Few songs provide so clear a template for transformation through rock and roll. There's this scene of high-school violence and hysteria, of self-destruction undertaken not as an act of enmity toward the self but as the defiant answer to the angel who looks down at him and says, Oh pretty boy, can't you show me nothin' but surrender? (As she shouts sublimely on the CD's bonus track, a cover of "My Generation:" I don't need their fuckin' shit! Hope I die because of it!) Then this moment of perfect stillness -- he felt himself disintegrating, there was nothing happening at all / and go inside the black tube -- before a little window opens in the blackness onto a street scene, and there's the "sweet young thing" we met in "Gloria." Finally, in the last seconds:

In the sheets
there was a man
dancing
around
to the simple
rock and roll
song

I like and listen to "Elegie," which follows, but this has always felt like the end of the album for me. When I wasn't listening to it on a bus, I'd listen by putting on my headphones and lying down on my bed in the dark, letting myself be cleansed by this ocean of a record. At the end of "Land," Patti converges with her beautiful doomed boy and then there I am too, on my own sheets, twitching a foot to the rhythm, having drowned whatever ugly adolescent commotion had made me retreat to my room and now ready to make something, to take on that rock and roll strut for myself. Less alone in my wedge of Venn-diagram overlap between poetry and punk rock, the Watusi and Rimbaud.

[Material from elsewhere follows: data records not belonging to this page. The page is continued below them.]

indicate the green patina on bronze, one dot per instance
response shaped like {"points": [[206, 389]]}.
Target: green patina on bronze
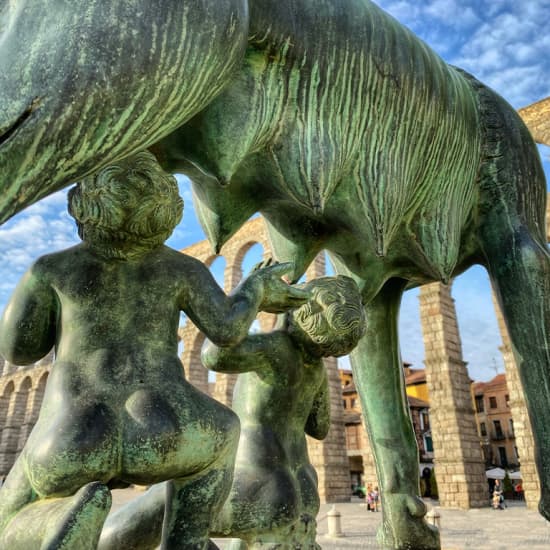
{"points": [[281, 395], [117, 409], [339, 125]]}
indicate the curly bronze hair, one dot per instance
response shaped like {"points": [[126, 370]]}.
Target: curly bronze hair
{"points": [[127, 208], [334, 319]]}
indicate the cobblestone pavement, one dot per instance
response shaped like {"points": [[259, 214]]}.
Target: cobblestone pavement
{"points": [[515, 528]]}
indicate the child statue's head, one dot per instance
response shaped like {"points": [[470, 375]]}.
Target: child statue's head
{"points": [[128, 208], [334, 319]]}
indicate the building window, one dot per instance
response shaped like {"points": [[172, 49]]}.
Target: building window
{"points": [[479, 403], [428, 443], [502, 456], [424, 420]]}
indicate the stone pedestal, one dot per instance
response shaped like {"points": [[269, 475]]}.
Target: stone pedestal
{"points": [[458, 459]]}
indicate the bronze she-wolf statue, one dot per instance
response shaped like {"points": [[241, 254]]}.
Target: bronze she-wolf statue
{"points": [[340, 126]]}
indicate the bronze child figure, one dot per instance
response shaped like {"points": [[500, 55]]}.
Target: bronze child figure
{"points": [[117, 409], [281, 395]]}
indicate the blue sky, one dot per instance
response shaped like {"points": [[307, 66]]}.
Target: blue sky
{"points": [[504, 43]]}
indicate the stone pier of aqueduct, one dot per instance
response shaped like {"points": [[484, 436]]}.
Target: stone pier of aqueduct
{"points": [[458, 456]]}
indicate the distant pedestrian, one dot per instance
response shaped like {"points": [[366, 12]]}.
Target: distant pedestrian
{"points": [[497, 500], [370, 498], [376, 499]]}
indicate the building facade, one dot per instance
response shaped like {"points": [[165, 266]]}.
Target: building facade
{"points": [[495, 424]]}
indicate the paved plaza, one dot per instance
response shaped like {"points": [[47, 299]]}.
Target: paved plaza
{"points": [[515, 528]]}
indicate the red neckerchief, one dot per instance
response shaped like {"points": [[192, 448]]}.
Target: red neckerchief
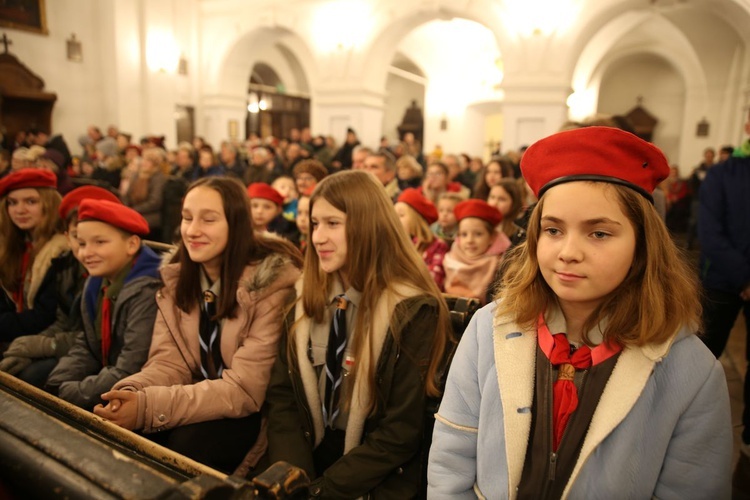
{"points": [[18, 296], [564, 392], [106, 326]]}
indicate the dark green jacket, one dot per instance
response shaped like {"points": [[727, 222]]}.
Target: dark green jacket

Because it so demands my concentration and involvement, I don't listen to Horses much anymore, but when I do I often think I may be able to hear it anew after a gap of however many months. It always turns out that it is too deeply embedded in me to come at fresh; it's like trying to frighten yourself by shouting "Boo!" In a silent room I can reproduce every intonation, every stab of guitar in my head. I don't think I've ever put a song from Horses on a mix tape -- maybe "Gloria" or "My Generation." They're less songs than weird spastic meditation exercises, existing beyond the purposes of appreciation and built for total catharsis. It's almost not necessary for me to listen to the album anymore. The squeak in her voice, when she tosses it up and catches it midair — I've stolen that for my own use for years, and "Gloria" thunders through my head whenever I need to feel okay about going onstage. In smaller moments, too, the album is with me. Riding in a car at night, looking out over fields: It was as if someone had spread butter on all the fine points of the stars, 'cause when he looked up they started to slip. That cold starlight made warm has always gotten me. This is a record that shapes and purifies the darkness, using wild noise to engineer a peaceful vehicle through the night.